Кругом бабы весело гуторят, как бы хорошо было вора под колеса спустить и что он теперь не иначе как с проломленной головой лежит.
– Самосудом их всех надо! Глаза выколоть, язык вырвать, уши отрезать, а потом камень на шею да в воду!

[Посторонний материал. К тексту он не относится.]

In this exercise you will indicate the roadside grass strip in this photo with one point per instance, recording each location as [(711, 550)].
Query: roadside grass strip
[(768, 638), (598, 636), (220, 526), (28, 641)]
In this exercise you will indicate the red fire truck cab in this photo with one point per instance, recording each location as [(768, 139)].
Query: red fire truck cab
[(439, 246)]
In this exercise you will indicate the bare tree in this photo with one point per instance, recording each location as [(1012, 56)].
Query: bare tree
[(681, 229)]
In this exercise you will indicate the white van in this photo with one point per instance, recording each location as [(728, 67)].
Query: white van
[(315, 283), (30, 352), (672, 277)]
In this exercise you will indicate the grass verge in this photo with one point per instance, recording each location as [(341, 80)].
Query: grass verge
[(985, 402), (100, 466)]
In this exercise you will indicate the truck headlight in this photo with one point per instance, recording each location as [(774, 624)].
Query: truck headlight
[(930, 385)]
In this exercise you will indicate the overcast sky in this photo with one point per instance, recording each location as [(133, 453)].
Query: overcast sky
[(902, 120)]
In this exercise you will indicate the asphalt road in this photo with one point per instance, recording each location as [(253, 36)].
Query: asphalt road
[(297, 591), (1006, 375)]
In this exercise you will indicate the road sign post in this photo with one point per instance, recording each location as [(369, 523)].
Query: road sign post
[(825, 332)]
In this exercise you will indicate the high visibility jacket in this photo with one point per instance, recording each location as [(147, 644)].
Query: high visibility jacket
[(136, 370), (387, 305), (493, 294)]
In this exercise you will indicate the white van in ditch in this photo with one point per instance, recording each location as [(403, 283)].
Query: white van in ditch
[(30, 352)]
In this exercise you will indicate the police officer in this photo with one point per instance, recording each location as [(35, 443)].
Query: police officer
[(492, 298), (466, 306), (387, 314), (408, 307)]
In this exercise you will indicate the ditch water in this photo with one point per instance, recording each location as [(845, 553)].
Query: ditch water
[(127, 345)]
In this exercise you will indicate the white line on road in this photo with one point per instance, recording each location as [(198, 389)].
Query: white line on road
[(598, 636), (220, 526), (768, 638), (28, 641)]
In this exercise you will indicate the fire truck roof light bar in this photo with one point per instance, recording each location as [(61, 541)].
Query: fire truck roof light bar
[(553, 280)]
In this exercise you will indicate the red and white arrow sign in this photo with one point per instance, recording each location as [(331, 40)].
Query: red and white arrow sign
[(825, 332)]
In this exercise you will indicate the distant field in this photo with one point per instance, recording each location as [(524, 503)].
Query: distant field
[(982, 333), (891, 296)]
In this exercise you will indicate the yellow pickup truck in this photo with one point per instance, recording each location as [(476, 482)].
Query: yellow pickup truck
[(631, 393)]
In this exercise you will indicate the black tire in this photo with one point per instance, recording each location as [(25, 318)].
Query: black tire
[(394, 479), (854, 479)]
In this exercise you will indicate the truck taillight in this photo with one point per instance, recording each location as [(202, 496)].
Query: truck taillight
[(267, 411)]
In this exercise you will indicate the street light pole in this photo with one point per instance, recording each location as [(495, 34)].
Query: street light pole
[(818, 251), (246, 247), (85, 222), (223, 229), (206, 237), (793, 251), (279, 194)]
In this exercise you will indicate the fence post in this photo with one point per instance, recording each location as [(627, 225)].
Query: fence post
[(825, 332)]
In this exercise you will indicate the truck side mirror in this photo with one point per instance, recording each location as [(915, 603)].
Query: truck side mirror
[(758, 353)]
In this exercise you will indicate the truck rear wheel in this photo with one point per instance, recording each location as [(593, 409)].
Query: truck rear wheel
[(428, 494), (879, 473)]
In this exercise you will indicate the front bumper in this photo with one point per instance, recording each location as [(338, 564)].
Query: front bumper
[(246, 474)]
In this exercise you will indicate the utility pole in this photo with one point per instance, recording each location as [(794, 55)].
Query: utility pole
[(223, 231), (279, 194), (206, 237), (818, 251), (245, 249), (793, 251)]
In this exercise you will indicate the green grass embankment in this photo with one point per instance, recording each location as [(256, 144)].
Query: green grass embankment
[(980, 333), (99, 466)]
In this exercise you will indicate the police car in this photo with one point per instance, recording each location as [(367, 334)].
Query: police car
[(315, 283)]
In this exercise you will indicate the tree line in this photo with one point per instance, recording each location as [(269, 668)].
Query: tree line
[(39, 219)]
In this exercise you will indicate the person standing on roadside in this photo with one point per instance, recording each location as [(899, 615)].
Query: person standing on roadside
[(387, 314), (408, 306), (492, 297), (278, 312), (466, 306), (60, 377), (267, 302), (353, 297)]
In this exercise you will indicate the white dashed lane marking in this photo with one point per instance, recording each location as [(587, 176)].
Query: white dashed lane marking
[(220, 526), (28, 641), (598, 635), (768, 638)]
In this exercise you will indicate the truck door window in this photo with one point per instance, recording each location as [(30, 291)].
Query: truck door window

– У нас в деревне подо льдом проволакивали на веревке из одной пролуби да в другую…
– Жгут их тоже много…
О, интересно, что бы они с нами сделали за собачку, если бы история с вором не перебила настроения.
Любовь-злодейка,Любовь-индейка…
– Какой ужас! – говорю я Аверченке.
– Тише… – останавливает он.
– Я не про них. У меня своя пытка. Не могу от «Сильвы» отвязаться. Буду думать о том, как бы они нас жарили (может быть, это поможет). Воображаю, как моя рябая визави суетилась бы! Она хозяйственная. Раздувала бы щепочки… А что бы говорил Гуськин? Он бы кричал: «Позвольте, но у нас контракт! Вы мешаете ей выполнить договор и разоряете меня как антрепренера! Пусть она сначала заплатит мне неустойку!»
«Индейка» и «злодейка» понемногу стали отходить, глохнуть, гаснуть.
Поезд подходил к станции. Засуетились бабы с узлами, загромыхали сапожищи солдат, мешки, кули, корзины закрыли свет божий. И вдруг за стеклом искаженное ужасом лицо Гуськина: он ехал последние часы в другом вагоне. Что с ним случилось?
Страшный, белый, задыхается.
– Вылезайте скорее! Маршрут меняется. По той дороге проехать нельзя. Потом объясню…
Нельзя так нельзя. Вылезаем. Я замешкалась и выхожу последняя. Только что спрыгнула на платформу, как вдруг подходит ко мне оборванный нищий мальчишка и отчетливо говорит:
– «Любовь-злодейка, любовь-индейка». Пожалуйте полтинник.
– Что-о?
– Полтинник. «Любовь-злодейка, любовь-индейка».
Кончено. Сошла с ума. Слуховая галлюцинация. Не могли, видно, мои слабые силы перенести этой смеси: оперетку «Сильва» с народным гневом.
Ищу дружеской поддержки. Ищу глазами нашу группу. Аверченко ненормально деловито рассматривает собственные перчатки и не откликается на мой зов. Сую мальчишке полтинник. Ничего не понимаю, хотя догадываюсь…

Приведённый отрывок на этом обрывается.